From this brief synopsis it can probably be seen that the faults in Che! lie mainly in its brevity and the need to highlight rather than develop a level narrative. It is perhaps notable that other Hollywood epics of revolutionary figures of ancient and modern times (Spartacus, Barrabas, Zapata) were full-length studies. Che! is, however, done on the cheap. Many of the same actors repeatedly appear in different guises, and there are few large scale set pieces. It lacks the wide scope and potential given to the blockbusters, concentrating more on the more close and sometimes more sordid aspects. There is nothing of the Russian-type massive lifting of the spirit evident in all the films on the 1917 Revolution where inaccurate millions are involved, creating a surge of reaction in the audience.
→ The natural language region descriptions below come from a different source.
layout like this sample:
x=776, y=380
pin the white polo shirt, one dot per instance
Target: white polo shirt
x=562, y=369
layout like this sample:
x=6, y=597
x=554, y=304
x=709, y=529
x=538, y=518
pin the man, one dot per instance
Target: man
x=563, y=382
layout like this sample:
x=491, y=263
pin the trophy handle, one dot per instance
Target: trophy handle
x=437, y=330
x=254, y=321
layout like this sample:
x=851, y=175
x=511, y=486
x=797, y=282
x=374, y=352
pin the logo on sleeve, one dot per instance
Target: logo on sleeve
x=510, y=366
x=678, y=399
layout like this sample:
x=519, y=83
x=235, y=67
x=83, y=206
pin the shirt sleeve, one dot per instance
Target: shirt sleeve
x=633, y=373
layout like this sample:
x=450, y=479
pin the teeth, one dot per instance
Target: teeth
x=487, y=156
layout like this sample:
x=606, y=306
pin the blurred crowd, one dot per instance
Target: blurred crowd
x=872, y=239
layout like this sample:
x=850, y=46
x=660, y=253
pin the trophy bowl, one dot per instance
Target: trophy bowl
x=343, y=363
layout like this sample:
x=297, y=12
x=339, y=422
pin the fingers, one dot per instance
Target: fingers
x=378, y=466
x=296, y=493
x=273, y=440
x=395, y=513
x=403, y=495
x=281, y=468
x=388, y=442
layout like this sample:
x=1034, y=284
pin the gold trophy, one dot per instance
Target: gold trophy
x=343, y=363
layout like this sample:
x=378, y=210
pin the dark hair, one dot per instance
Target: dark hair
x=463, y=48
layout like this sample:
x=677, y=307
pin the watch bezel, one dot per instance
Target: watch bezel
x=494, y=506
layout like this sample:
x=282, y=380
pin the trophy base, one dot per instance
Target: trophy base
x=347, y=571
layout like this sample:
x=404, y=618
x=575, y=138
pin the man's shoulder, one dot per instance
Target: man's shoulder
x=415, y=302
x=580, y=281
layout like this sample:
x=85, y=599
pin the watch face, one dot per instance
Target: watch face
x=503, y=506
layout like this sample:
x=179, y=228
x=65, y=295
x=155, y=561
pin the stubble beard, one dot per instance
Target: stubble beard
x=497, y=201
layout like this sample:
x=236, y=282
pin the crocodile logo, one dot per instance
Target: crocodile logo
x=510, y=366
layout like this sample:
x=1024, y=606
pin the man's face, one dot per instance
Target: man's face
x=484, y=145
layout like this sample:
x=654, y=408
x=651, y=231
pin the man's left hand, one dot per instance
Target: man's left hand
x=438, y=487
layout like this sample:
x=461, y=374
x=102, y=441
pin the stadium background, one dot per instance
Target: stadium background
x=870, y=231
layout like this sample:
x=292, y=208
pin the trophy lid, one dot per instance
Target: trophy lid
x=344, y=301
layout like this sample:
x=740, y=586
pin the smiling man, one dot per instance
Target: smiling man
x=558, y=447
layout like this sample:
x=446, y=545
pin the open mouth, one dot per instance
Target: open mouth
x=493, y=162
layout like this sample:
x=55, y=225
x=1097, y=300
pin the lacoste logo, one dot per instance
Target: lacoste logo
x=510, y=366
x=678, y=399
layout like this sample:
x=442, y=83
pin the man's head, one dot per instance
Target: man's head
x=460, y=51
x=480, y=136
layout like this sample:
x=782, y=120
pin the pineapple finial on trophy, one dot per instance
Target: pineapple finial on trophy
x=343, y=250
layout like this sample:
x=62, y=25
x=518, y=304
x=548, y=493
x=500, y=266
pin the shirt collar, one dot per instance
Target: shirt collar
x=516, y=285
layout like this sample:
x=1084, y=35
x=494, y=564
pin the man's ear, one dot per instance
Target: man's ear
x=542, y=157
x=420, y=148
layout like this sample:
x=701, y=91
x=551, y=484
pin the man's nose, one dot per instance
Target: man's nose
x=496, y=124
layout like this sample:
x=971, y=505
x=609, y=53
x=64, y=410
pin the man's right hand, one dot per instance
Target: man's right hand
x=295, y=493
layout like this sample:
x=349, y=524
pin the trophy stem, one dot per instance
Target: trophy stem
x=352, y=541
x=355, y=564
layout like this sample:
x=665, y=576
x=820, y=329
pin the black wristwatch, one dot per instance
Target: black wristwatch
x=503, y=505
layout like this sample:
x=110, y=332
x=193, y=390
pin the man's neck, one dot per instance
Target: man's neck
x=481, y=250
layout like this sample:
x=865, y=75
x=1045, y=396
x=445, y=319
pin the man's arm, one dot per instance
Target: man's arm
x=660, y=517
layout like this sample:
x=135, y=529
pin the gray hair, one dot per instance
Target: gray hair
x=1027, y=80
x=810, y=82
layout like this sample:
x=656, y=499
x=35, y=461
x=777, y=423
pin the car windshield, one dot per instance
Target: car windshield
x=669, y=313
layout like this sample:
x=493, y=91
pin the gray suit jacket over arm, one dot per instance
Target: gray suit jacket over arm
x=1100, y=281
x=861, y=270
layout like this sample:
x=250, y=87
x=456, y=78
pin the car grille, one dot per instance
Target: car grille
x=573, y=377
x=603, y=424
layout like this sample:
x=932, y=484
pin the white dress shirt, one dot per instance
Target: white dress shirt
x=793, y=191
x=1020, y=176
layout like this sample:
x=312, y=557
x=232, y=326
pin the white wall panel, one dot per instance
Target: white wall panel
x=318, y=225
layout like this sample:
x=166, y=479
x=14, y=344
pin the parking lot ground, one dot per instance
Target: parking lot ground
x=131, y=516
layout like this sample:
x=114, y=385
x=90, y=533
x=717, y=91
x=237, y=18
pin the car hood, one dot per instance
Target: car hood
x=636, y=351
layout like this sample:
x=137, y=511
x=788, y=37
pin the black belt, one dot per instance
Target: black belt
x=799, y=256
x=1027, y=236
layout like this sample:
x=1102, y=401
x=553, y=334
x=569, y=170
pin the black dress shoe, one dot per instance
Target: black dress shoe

In other words the Che cult is given lip-service but the emphasis is on personal weakness and by implication those who adulate him. This is of course a more sensible path than corny hagiography, but it also seems to smack of knocking something for the sake of it.
Technically the direction (by Richard Fleischer of Boston Strangler fame), photography and music (Lalo Schifrin) is up to scratch and, surprisingly, the acting is good. Omar Sharif, contrary to impressions from his latest stuff that he is a complete dead loss, is vindicated and Jack Palance is tolerable as Castro. And if only the scriptwriters (Michael Wilson, who ought to know better, and Sy Bartlett) had known better than to include the two most embarrassing sequences (the Russian ambassador-Che-Castro confrontation and the old peasant at the end) it could have been that much better.